Even after Covid-19 cases began declining in the spring, many employers remained hesitant to call resistant workers back to the office for fear that many would quit before returning to the office.
Now, infection rates are down and the economy is looking shakier, emboldening employers to act more forcefully to bring workers back to the office.
Comcast Corp., NBCUniversal, Prudential Financial Inc. and Zurich North America are among the companies that have been implementing policies for more time in the office. A month ago, when Peloton Interactive Inc. announced store closings and layoffs, it also said it would mandate a three-day-a-week in-office policy.
The post-Labor Day bump in office return is still far below what is needed to restore vibrancy to business districts. Many small businesses that rely on commuters say that sales have been up slightly but are nowhere near prepandemic levels.

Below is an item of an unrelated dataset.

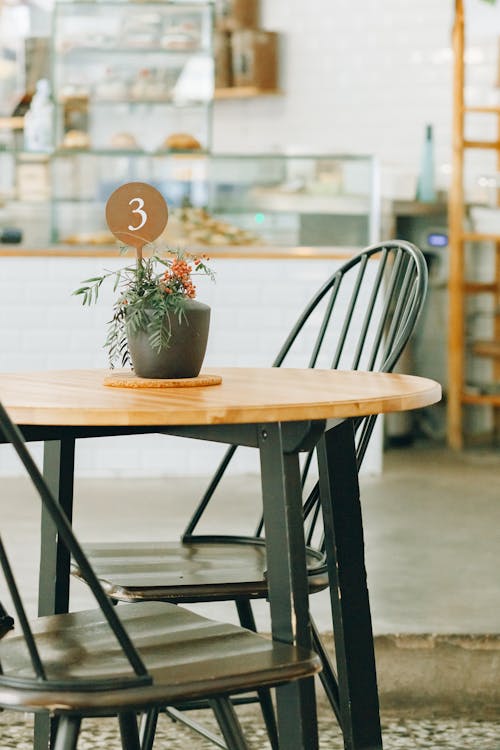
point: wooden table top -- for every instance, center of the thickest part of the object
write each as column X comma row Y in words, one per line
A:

Nikita Shimunov, owner of the First Class Barber Shop near Grand Central Terminal in Manhattan, says his business is up 10% to 15% since Labor Day. But it is only half of what it was before Covid-19 because of hybrid work. “Before the pandemic, there were 20 business days per month. Now it’s eight days.”

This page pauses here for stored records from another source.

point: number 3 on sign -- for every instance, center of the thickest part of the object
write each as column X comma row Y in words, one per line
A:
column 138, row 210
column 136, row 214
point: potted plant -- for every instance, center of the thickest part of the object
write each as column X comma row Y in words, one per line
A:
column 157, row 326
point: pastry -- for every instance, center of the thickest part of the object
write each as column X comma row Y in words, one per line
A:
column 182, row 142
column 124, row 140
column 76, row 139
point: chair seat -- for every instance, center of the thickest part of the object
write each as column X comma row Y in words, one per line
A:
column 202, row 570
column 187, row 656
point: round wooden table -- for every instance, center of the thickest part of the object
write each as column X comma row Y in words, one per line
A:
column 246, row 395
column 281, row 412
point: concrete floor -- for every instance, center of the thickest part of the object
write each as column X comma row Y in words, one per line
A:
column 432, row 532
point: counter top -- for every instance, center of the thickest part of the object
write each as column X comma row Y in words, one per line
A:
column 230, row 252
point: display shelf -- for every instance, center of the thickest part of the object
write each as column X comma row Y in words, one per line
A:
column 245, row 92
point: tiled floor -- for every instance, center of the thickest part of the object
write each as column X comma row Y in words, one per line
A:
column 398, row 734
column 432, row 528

The office return has also been uneven across the U.S. The New York metro area, which relies heavily on the financial-services industry, saw its return rate last week leap up to 46.6% from 38% one week earlier, according to Kastle. But in and around San Francisco, which has lagged behind most other office districts throughout the pandemic, the rate between those two weeks increased only 2.3 percentage points to 40.7%, Kastle said.
San Francisco restaurants that used to depend on office workers are pivoting. “We do a lot of weddings,” said Tony Marcell, a partner of Wayfare Tavern in the city’s Financial District. Fridays that used to be known for happy hours at the end of the workweek have become “brunch Fridays,” he said, in a bid to capture the stay-at-home crowd.
Owners of office buildings aren’t celebrating, either. Office demand looks unlikely to return to prepandemic levels, brokers and analysts say, as some businesses adopt remote-only work strategies and others downsize to adjust to their new hybrid schedules.
A mere 5% of 187 companies surveyed by consulting firm Gartner Inc. before Labor Day reported that they expected employees to be in the office five days a week. Nearly a third of those that adopted hybrid plans said they had no requirement for the number of days in the office.
U.S. office vacancy stands at 12.4%, the highest it has been in the pandemic, up from 9.6% in the first quarter of 2020, according to data firm CoStar Group Inc.
In a sign that more companies are trying to reduce office space, 230 million square feet of sublease space currently is available, up from 120 million in the first quarter of 2020 and the highest amount since CoStar began tracking the metric in 2005.
Many tenants are postponing leasing decisions until they get a better sense of how new hybrid and remote work patterns will evolve. An index by data firm VTS that tracks companies looking for office space fell 17.5% in July to its lowest reading since February.
“Most companies aren’t in a position to make a 10-year commitment to new office space because they don’t have real confidence in what the future looks like,” said Ryan Masiello, VTS’s chief strategy officer and co-founder.
Some companies also are facing pushback from employees who don’t like the new strategies. A group of Apple Inc. employees who call themselves Apple Together posted an online protest to that company’s three-days-a-week return-to-office plan.
Still, landlords are taking some comfort from a shift in the conversation from one focused on health concerns to one that is more of a tug of war between managers who want workers to return and employees who want more flexibility. That shift decreases the chances that the post-Labor Day boost is transitory.
“Covid-19 has become a part of daily life,” said Ben Brown, managing partner in the real-estate group of Brookfield Asset Management.